There are some diseases characteristic of this breed. These include: diabetes and hypokalemia (Achilles heel of Burmese).
All Burmese cats have a predisposition to diabetes. It is important to monitor the quality of food and the lack of sweets and flour in the diet.
It is worth noting that the Burmese are not afraid of harsh sounds, other animals or strangers, so make sure that the cat does not run away from home for an independent walk and do not leave the window wide open.
In the 30s of the 20th century, Burmese cats enjoyed universal love and recognition, but the number of individuals remained very limited. For wider distribution of the breed, it was decided to cross the Burmese with Siamese and other cats, the color of which was a bit like Wong Mau.
The ranks of Burmese breeders have thinned considerably, and employees of American nurseries entered the arena. Thanks to their efforts and organized work to revive the breed, in 1957 the registration of Burmese cats was renewed: the number of purebred individuals increased several times. A year later, UBCF set about developing a recognized breed standard. The result was achieved in 1959 and has not been changed since. As for color, the first CFA registered brown, later nicknamed sable because of its resemblance to the fur of this animal. Many years of crossbreeding resulted in the appearance of other coat colors: platinum, blue, golden (champagne).
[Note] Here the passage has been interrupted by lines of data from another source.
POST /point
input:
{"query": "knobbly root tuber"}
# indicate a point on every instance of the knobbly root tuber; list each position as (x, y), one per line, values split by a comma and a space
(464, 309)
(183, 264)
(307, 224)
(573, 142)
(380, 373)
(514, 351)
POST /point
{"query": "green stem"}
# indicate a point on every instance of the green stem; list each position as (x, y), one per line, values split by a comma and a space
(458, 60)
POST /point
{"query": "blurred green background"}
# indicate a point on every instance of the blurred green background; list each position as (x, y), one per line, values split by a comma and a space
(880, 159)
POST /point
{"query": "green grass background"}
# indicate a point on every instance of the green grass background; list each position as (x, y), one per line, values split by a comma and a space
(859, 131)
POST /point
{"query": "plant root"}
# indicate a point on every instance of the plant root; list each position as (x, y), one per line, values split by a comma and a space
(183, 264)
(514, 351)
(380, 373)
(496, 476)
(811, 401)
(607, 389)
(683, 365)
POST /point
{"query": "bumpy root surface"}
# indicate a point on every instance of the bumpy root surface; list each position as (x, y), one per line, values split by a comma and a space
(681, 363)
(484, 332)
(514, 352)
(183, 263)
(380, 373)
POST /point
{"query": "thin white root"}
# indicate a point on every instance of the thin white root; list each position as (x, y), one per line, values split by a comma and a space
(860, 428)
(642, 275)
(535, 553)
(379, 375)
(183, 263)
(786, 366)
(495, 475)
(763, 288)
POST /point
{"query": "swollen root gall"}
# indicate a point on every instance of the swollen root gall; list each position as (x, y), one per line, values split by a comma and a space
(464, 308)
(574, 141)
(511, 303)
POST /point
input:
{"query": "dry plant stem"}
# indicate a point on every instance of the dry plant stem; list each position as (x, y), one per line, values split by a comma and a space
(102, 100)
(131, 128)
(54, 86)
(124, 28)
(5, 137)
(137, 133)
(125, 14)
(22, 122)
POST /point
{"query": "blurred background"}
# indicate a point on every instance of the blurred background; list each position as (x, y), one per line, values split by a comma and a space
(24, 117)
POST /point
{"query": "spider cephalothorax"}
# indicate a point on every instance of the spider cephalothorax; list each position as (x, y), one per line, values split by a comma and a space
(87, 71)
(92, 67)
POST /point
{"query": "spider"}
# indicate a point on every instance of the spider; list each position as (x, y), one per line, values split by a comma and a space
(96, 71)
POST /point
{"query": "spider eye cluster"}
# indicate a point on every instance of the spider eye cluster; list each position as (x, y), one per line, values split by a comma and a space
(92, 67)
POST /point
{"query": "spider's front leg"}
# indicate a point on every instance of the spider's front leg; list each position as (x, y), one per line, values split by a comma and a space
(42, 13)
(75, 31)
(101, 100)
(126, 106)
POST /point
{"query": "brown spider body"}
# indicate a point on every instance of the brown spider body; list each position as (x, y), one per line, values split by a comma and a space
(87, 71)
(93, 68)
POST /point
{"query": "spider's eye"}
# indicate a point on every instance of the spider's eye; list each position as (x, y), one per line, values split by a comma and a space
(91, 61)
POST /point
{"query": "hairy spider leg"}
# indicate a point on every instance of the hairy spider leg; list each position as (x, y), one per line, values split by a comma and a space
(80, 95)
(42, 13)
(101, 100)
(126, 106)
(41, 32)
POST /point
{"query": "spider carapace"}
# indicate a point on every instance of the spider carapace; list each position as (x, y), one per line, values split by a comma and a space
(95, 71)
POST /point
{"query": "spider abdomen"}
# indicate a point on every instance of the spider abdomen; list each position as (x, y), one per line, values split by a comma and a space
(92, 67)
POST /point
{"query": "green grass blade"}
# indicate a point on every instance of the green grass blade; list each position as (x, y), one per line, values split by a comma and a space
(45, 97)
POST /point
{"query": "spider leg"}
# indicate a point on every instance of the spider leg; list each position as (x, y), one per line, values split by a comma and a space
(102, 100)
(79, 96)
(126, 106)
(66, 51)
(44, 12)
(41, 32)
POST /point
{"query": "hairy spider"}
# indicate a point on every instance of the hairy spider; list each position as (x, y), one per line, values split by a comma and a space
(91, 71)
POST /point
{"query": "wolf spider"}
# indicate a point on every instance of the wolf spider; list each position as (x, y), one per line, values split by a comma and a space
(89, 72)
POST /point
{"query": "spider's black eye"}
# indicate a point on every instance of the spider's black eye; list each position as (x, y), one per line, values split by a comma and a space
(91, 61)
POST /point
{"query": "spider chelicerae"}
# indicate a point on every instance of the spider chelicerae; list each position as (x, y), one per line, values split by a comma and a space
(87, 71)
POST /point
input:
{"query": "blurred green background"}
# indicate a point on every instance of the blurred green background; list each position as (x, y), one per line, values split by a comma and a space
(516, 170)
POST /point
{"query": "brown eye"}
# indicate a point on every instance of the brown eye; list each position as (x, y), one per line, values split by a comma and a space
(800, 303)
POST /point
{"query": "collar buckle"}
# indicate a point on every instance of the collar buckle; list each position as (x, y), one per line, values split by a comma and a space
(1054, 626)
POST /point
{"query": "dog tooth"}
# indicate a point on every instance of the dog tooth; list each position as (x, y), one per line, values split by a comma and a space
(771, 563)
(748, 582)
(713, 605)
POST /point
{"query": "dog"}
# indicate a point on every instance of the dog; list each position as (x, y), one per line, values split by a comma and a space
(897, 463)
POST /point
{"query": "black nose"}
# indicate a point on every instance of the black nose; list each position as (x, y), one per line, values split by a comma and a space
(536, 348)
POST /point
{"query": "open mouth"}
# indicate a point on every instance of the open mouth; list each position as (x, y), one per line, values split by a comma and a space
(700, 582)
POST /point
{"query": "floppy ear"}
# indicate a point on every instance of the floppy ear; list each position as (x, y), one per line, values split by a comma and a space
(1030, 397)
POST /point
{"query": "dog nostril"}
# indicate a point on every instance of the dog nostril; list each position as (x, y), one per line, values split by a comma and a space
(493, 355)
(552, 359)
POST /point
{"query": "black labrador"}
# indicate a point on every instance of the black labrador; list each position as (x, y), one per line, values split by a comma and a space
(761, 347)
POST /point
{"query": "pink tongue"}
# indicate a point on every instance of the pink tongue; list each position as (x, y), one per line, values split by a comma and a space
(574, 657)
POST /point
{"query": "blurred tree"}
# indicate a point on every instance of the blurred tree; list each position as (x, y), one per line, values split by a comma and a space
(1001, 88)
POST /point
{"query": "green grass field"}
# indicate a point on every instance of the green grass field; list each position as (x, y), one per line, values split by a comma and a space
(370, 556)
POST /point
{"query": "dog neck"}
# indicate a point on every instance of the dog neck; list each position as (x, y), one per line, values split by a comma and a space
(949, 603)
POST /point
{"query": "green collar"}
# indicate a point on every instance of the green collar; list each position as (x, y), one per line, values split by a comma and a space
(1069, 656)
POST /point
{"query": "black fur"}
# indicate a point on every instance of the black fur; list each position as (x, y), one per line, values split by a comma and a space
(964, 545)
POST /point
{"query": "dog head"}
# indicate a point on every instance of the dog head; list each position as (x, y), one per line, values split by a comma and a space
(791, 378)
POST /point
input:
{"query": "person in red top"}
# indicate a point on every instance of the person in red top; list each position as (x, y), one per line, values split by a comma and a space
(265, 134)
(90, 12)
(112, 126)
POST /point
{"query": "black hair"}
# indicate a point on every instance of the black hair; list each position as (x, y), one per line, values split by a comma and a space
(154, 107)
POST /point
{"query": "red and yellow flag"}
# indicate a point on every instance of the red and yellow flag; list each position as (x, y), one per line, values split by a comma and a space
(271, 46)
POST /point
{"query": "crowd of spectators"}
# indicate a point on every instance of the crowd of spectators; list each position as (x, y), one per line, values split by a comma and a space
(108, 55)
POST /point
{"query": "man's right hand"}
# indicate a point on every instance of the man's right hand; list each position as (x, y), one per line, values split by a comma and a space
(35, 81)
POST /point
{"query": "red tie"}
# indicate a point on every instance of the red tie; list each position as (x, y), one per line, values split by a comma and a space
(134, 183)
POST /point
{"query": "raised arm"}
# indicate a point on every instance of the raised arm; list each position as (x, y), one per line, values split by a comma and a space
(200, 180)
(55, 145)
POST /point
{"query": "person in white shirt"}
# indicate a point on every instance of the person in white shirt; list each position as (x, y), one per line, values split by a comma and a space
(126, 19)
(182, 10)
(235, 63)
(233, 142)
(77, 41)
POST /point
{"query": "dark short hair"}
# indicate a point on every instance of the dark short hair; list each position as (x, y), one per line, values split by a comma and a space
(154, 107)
Burmese cats did not limit themselves to conquering the United States and continued to pace the world with soft pads. In 1949, three representatives of this breed appeared on the lands of Great Britain and aroused universal love and recognition. Throughout the second half of the 20th century, England created clubs and associations of Burmese cat lovers every now and then. To increase their numbers, breeders crossed animals with the Siamese breed, which by that time had acquired familiar features. For this reason, the appearance of English and American burmese appeared to have noticeable differences. Thus arose the second breed standard - European. He is not recognized by the CFA, and neither is the American by the GCCF. Mating cats belonging to different standards is prohibited.
Colors of American Burmese: coffee with milk, sable, platinum, blue.
Colors of the European Burmese: all shades of chocolate, red, blue, brown, lilac, tortoiseshell.